アシリパを心配するあまりに、悪い夢を見てしまったと言うフチに、写真を送るのはどうかと提案したのは杉元だった。北見に着いた一行は、写真屋の元に向かい、手頃な写真を何枚か撮ることにした。被写体になるのは勿論皆初めてであるし、牛山なんぞはやっぱり写真に映えるなあと、名前は他人事のように思う。アシリパと杉元が二人で映る綺麗な写真も撮れて、これはフチもアシリパも喜ぶだろう。
何故か一人だけ裸で、おかしな格好をさせられる谷垣を笑っていると、アシリパが、尾形の外套の裾を引いた。尾形たちは撮らないのか、と。確かに、他は皆撮り終えて、かめらという異国の道具に興味を示したり、早速石川啄木を連れて宿に遊びに行ったりと、それぞれ次の行動に移っている。写真を撮っていないのは尾形と名前だけだった。

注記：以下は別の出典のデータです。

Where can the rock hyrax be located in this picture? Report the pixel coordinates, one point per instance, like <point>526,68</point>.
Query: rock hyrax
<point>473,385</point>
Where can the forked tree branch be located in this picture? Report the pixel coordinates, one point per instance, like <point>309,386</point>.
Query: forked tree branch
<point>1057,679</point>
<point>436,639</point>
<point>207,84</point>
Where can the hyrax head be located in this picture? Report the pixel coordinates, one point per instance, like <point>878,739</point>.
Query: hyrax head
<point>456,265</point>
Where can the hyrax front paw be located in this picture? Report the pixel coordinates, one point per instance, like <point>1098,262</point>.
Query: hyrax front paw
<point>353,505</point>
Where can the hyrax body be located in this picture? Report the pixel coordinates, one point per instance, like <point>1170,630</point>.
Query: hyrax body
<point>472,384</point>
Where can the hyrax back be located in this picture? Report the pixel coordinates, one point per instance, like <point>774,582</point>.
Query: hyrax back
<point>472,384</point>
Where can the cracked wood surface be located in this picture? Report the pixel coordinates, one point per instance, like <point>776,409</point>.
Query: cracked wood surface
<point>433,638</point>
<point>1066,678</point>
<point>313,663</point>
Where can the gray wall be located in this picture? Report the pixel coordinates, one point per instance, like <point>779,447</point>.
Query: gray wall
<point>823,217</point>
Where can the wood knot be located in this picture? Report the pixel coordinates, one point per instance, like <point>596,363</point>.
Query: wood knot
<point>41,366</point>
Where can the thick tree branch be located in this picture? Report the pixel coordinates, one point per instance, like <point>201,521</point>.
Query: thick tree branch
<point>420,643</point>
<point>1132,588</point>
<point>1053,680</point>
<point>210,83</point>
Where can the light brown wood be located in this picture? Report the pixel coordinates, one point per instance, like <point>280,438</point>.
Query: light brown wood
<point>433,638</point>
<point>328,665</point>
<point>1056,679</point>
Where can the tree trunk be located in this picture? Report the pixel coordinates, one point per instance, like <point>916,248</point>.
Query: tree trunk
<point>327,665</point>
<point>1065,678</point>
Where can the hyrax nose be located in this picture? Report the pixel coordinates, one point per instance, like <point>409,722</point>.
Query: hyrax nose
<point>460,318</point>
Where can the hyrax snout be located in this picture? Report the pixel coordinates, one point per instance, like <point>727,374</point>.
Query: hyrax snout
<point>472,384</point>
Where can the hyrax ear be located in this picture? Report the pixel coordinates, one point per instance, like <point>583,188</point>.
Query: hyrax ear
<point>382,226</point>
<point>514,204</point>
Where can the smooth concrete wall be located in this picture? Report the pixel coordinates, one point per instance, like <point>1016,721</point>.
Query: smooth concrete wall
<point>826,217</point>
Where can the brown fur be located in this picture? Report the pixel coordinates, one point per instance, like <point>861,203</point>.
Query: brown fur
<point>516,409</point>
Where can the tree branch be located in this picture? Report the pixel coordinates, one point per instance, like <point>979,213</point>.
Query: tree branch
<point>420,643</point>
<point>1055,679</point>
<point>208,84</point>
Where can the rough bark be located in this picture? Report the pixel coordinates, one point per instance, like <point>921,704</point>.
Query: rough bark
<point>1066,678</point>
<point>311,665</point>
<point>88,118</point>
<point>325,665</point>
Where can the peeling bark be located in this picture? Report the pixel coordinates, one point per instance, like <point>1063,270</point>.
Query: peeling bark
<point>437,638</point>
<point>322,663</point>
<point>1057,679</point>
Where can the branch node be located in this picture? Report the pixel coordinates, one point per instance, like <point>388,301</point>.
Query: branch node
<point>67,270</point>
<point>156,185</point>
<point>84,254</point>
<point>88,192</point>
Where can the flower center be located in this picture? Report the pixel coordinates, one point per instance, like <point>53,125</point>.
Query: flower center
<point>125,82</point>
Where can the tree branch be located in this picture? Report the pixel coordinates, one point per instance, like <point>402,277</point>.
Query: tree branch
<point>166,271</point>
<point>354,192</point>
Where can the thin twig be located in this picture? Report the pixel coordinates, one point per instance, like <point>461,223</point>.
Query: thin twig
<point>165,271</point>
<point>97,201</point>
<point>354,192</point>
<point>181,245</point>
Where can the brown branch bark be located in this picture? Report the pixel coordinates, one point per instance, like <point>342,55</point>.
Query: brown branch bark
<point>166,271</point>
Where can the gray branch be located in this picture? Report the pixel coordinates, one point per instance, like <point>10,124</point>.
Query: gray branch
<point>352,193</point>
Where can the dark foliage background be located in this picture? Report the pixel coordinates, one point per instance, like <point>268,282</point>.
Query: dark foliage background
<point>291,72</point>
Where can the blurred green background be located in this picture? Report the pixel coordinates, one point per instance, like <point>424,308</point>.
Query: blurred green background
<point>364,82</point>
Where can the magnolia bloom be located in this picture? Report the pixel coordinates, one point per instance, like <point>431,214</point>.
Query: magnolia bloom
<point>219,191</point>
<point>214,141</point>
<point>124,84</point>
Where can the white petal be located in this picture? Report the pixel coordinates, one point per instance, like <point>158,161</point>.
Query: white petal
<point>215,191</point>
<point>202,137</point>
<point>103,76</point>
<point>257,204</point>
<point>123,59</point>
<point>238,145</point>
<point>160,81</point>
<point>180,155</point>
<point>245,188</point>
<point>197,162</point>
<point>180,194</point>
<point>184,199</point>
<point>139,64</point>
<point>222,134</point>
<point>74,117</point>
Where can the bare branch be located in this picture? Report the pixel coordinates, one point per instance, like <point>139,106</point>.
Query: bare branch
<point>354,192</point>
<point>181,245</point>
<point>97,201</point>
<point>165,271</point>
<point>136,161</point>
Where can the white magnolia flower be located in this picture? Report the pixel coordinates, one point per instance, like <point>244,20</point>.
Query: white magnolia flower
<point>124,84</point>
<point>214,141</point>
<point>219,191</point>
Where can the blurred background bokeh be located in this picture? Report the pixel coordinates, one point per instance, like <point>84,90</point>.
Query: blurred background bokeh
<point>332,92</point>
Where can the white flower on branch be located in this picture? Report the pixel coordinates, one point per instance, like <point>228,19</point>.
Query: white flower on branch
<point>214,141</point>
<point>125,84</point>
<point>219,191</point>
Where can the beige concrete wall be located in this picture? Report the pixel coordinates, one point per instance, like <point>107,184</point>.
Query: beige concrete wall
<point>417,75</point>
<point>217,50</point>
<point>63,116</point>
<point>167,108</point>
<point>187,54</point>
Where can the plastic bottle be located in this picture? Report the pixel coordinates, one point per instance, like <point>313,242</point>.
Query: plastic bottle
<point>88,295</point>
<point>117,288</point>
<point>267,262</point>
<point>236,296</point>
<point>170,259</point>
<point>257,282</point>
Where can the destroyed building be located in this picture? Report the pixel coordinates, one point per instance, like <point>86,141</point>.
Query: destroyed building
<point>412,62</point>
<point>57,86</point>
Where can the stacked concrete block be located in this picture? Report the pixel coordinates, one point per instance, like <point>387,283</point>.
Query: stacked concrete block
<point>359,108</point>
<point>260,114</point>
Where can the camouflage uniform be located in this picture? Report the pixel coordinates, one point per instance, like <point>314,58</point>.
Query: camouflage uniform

撮らんと、尾形が一言。アシリパが理由を問うと、「まだ魂取られたくないからな」と、なかなか迷信深いようなことを言うので、名前はくすりと笑った。尾形の言葉に、アシリパは首を傾げる。杉元が、写真機には魔力が宿っていて、映ると魂を取られるっていう習わしがあるのだと教えた。名前は横で変わらず笑っている。案外、この人にも可愛いところがあるじゃあないか。名前はどうだ、と今度はアシリパが名前に訊ねる。名前も写真取りたくないのか、と、少女の真っ直ぐな瞳がこそばゆい。名前は少し思案して、尾形の方を見遣った。パチリとかち合った視線に、名前は目を細めて、尾形さんとの写真なら欲しいと答えた。アシリパはそれに満足してニンマリと笑い、杉元は苦虫を噛み潰したような顔で、だってよと、尾形を押しやる。面倒を起こすなという尾形の視線も、名前には心地よかった。
「…駄目、ですよね」
仮にも、尾形は脱走兵であるし、名前はその人質である。もう誰もそれを信じていないと仮定しても、万一の場合に、不利になるものは残しておくべきでない。分かってますよ、と言う名前の少々残念そうな微笑を見て、尾形は舌打ちをした。
「おい親父これで最後だ」
尾形は名前の手を引き、写真機の向こうへと進んでいく。写真屋の店主は、乱暴な物言いもさして気にしていないらしく、あいよと言ってかめらを構えた。不機嫌そうな顔の尾形に、名前は、大丈夫だと言った。
「私たちもう魂取られたみたいなもんです」
死んだも同然。名前の言葉に、尾形はそれもそうだと考える。軍人としての誇り、中尉の姪という立場。己を支えてきたものを、二人は同時に捨てて来た。
「無間地獄までお供しますから」
名前の笑顔に、尾形も少しだけ表情を緩めた。結婚写真のようだと、店主は思ってシャッターを切った。